I will never get the fuss people make about The New Year.
On New Year’s Eve (which is apparently abbreviated to NYE, I did NOT know that) I decided to spend my entire day with my best friend Rochana and a few others which included her fabulous cousin and my annoying neighbor. I’m usually the girl who has no plans for any sort of occasion. I hardly leave the shadows of my room, and only venture out for food or my laptop charger. So going out for the entire day – roaming the streets, bracing the Mumbai heat and sun, and enjoying the stink of the common air was a real task for a lazy fangirl like me. Everything was laaaaaid back and I remember thinking, this is exactly what I wanted to do when I was in school.

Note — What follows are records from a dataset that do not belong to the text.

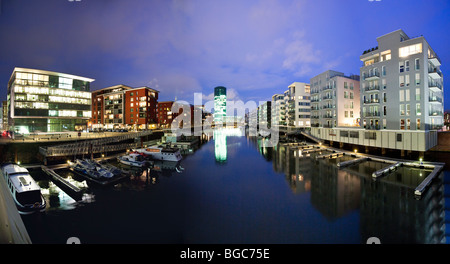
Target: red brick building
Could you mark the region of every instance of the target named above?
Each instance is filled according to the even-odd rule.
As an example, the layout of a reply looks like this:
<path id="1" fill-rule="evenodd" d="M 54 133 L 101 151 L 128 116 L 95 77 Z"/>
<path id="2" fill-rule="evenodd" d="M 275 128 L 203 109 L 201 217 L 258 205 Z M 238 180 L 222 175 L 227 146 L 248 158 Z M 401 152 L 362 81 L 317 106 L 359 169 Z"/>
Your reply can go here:
<path id="1" fill-rule="evenodd" d="M 144 130 L 157 128 L 159 91 L 116 85 L 92 92 L 92 128 Z"/>
<path id="2" fill-rule="evenodd" d="M 160 128 L 170 128 L 173 120 L 177 116 L 183 114 L 182 108 L 180 109 L 180 111 L 178 113 L 172 112 L 173 103 L 174 103 L 174 101 L 158 102 L 157 116 L 158 116 L 158 125 Z M 190 105 L 190 109 L 191 109 L 190 123 L 186 124 L 189 126 L 194 123 L 194 106 Z M 201 111 L 201 109 L 200 109 L 200 111 Z"/>

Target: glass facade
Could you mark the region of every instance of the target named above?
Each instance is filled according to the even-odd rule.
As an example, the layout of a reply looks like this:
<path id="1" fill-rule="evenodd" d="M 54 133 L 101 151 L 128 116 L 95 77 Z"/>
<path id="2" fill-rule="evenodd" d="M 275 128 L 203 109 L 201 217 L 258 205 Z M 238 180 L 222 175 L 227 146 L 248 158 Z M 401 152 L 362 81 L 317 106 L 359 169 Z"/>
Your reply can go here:
<path id="1" fill-rule="evenodd" d="M 225 122 L 227 115 L 227 88 L 218 86 L 214 88 L 214 122 Z"/>
<path id="2" fill-rule="evenodd" d="M 86 129 L 92 113 L 92 81 L 69 74 L 15 68 L 8 84 L 11 130 L 27 134 Z"/>

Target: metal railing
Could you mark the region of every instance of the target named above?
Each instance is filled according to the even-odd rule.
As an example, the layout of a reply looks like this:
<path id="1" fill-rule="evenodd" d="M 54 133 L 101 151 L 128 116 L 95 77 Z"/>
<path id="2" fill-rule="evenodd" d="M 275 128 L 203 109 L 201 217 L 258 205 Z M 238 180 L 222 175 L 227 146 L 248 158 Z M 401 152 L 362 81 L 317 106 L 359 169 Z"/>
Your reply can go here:
<path id="1" fill-rule="evenodd" d="M 151 135 L 152 131 L 143 131 L 137 133 L 127 133 L 127 135 L 113 136 L 95 140 L 84 140 L 76 143 L 62 144 L 57 146 L 49 147 L 39 147 L 39 152 L 44 157 L 51 156 L 71 156 L 71 155 L 82 155 L 89 154 L 90 151 L 93 153 L 110 152 L 124 150 L 127 148 L 137 147 L 138 143 L 122 143 L 122 144 L 112 144 L 118 143 L 131 138 L 142 137 Z M 112 145 L 108 145 L 112 144 Z"/>

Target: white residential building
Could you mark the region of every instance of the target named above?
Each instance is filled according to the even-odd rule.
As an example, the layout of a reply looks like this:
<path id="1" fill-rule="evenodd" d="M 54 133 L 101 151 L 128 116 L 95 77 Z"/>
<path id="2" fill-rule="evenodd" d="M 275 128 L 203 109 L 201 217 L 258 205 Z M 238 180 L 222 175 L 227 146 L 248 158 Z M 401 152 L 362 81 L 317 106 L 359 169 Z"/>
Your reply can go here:
<path id="1" fill-rule="evenodd" d="M 358 75 L 329 70 L 311 78 L 310 83 L 312 126 L 359 126 Z"/>
<path id="2" fill-rule="evenodd" d="M 424 152 L 444 124 L 441 61 L 423 36 L 396 30 L 360 56 L 361 128 L 312 128 L 321 139 Z"/>
<path id="3" fill-rule="evenodd" d="M 435 130 L 444 124 L 441 62 L 423 36 L 403 30 L 378 37 L 361 67 L 366 129 Z"/>

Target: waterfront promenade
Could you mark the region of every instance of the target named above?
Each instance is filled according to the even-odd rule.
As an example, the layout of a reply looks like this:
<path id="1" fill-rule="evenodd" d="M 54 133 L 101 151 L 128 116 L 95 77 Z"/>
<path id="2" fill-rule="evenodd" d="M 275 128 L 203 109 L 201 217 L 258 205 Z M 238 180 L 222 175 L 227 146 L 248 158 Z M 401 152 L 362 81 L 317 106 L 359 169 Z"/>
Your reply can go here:
<path id="1" fill-rule="evenodd" d="M 162 130 L 151 130 L 153 133 L 162 132 Z M 78 140 L 91 140 L 100 139 L 106 137 L 123 136 L 131 133 L 136 133 L 134 131 L 130 132 L 62 132 L 62 133 L 40 133 L 40 134 L 29 134 L 25 136 L 18 136 L 14 139 L 0 137 L 0 144 L 9 143 L 38 143 L 38 142 L 66 142 L 66 141 L 78 141 Z"/>

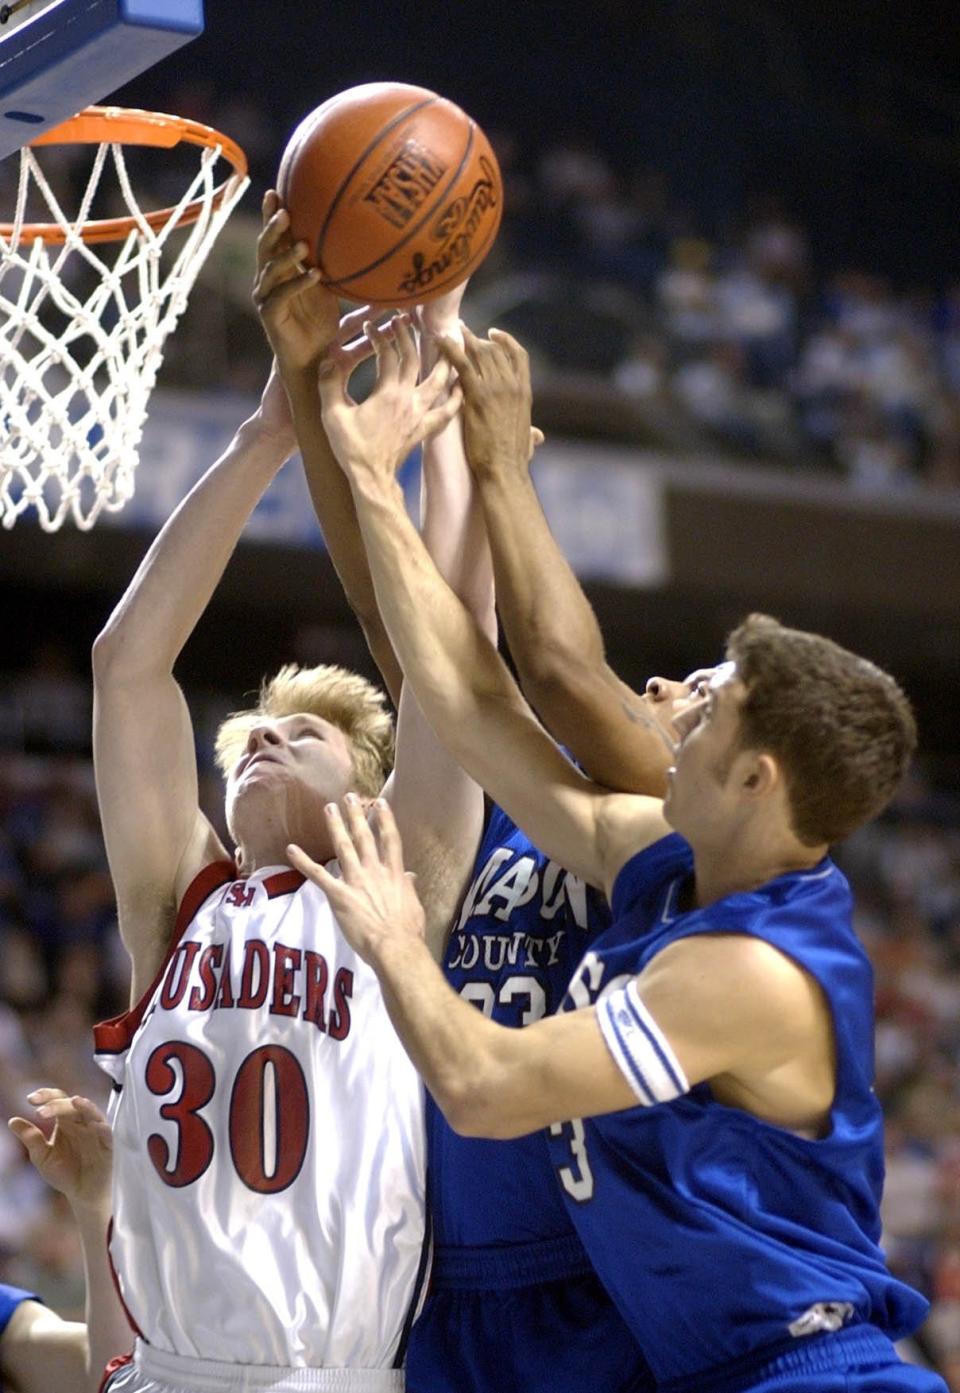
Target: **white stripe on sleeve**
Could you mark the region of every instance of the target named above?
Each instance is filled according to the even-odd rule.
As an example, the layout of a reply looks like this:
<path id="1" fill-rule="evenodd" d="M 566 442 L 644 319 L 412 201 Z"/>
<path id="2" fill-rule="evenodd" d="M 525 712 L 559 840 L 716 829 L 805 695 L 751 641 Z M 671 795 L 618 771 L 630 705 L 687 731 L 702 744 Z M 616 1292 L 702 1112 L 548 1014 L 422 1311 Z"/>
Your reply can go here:
<path id="1" fill-rule="evenodd" d="M 667 1037 L 640 1000 L 636 981 L 597 1002 L 597 1020 L 617 1068 L 647 1106 L 689 1091 Z"/>

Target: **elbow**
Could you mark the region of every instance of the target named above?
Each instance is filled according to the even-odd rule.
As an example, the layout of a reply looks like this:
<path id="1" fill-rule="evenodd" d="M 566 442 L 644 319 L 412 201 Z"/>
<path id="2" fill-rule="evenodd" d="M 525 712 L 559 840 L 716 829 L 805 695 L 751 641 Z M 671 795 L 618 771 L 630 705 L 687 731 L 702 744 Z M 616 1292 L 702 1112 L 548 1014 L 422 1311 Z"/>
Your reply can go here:
<path id="1" fill-rule="evenodd" d="M 139 677 L 153 677 L 160 670 L 164 653 L 158 642 L 144 642 L 122 617 L 114 613 L 94 639 L 91 661 L 95 688 L 116 686 Z M 169 671 L 172 663 L 168 663 Z"/>
<path id="2" fill-rule="evenodd" d="M 103 682 L 115 671 L 123 651 L 123 635 L 120 626 L 109 619 L 93 641 L 91 659 L 95 682 Z"/>
<path id="3" fill-rule="evenodd" d="M 487 1141 L 511 1141 L 533 1131 L 534 1126 L 518 1123 L 509 1096 L 489 1080 L 460 1080 L 437 1098 L 440 1111 L 450 1127 L 461 1137 L 482 1137 Z"/>
<path id="4" fill-rule="evenodd" d="M 425 1075 L 448 1124 L 461 1137 L 511 1141 L 543 1125 L 534 1030 L 510 1030 L 484 1016 L 462 1020 L 460 1045 L 435 1053 Z"/>
<path id="5" fill-rule="evenodd" d="M 537 643 L 517 655 L 517 670 L 524 695 L 538 710 L 570 701 L 587 683 L 595 683 L 606 659 L 568 647 L 563 642 Z"/>

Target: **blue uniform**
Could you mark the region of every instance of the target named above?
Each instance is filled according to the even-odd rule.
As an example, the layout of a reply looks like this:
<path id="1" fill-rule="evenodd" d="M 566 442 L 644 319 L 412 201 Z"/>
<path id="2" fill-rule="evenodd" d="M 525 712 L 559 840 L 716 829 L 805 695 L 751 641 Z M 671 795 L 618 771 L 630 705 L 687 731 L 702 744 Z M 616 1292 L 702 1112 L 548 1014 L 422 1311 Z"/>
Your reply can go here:
<path id="1" fill-rule="evenodd" d="M 573 1007 L 622 985 L 677 939 L 752 934 L 820 985 L 837 1087 L 821 1140 L 714 1101 L 674 1102 L 568 1124 L 550 1147 L 594 1267 L 670 1393 L 943 1389 L 900 1364 L 891 1340 L 927 1303 L 877 1246 L 883 1182 L 872 1090 L 873 979 L 829 860 L 704 909 L 680 912 L 693 860 L 669 836 L 614 887 L 614 923 L 576 974 Z"/>
<path id="2" fill-rule="evenodd" d="M 447 980 L 508 1026 L 557 1010 L 603 897 L 490 814 L 444 960 Z M 413 1328 L 410 1393 L 604 1393 L 652 1385 L 557 1188 L 543 1132 L 460 1137 L 427 1098 L 433 1280 Z"/>
<path id="3" fill-rule="evenodd" d="M 0 1282 L 0 1339 L 3 1332 L 10 1324 L 14 1311 L 24 1301 L 39 1301 L 39 1296 L 35 1296 L 32 1291 L 21 1291 L 19 1287 L 8 1287 L 6 1282 Z M 2 1389 L 2 1384 L 0 1384 Z"/>

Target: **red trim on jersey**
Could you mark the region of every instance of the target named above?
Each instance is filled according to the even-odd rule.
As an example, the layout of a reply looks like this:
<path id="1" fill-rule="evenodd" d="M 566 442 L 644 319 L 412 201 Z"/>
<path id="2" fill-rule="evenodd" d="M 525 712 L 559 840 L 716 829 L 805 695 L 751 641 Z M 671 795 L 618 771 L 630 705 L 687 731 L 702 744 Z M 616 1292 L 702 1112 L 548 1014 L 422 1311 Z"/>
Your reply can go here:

But all these feelings aside, I just thought of all the plans we declined and all the plans we tried to make in order to spend the last day of the year perfectly. But was it really that important to make it perfect? Like if you didn’t have a party to go to, did it mean your new year’s eve was lame or shitty. I don’t think so.
It all lies in the perception of things really. And the confidence you have in doing what you believe.
I think a lot of partying notion comes from the fact that it is considered ‘cool’ to do so. I remember a month ago I was planning a New Year’s Eve party just because I didn’t want to look like I didn’t have any cool plans. Also because I thought getting sloshed would be a great idea for the night. But two nights ago, when I did have a NYE party – I didn’t really do any of those things. For one, I realized the party, the drinking was all an act. I wasn’t really excited for a new year. If I was really stoked for an event, these things would make sense to it. Instead after a whole night of partying, I realized I enjoyed more when I wrote down the stuff in my head and edited a long due video.
At midnight, we lit lanterns and set them off into the sky. To find their own way. To take our problems and insecurities far far away. I think I like the idea how people believe a new cycle will help the become better individials. I like that they believe it is still possible to have a do over.
But mostly, as this new year seeps in, I want to tell you that you don’t necessarily need a new year to have a new chance. You always have another chance, you have to have the courage to go look for it even if the 5th of May or the 28th of October. A year new doesn’t mean things are going to change automatically – you have to make the effort. And mostly, this new year should make you understand that you don’t have to do things that you’re uncomfortable it. Yes, you must experience and explore and experiment. But never on the cost of being untrue to yourself.
Phewwww, updating my blog after months took a lot of convincing. But thanks, Namrata, we all read blogs on a Saturday night, just like you do.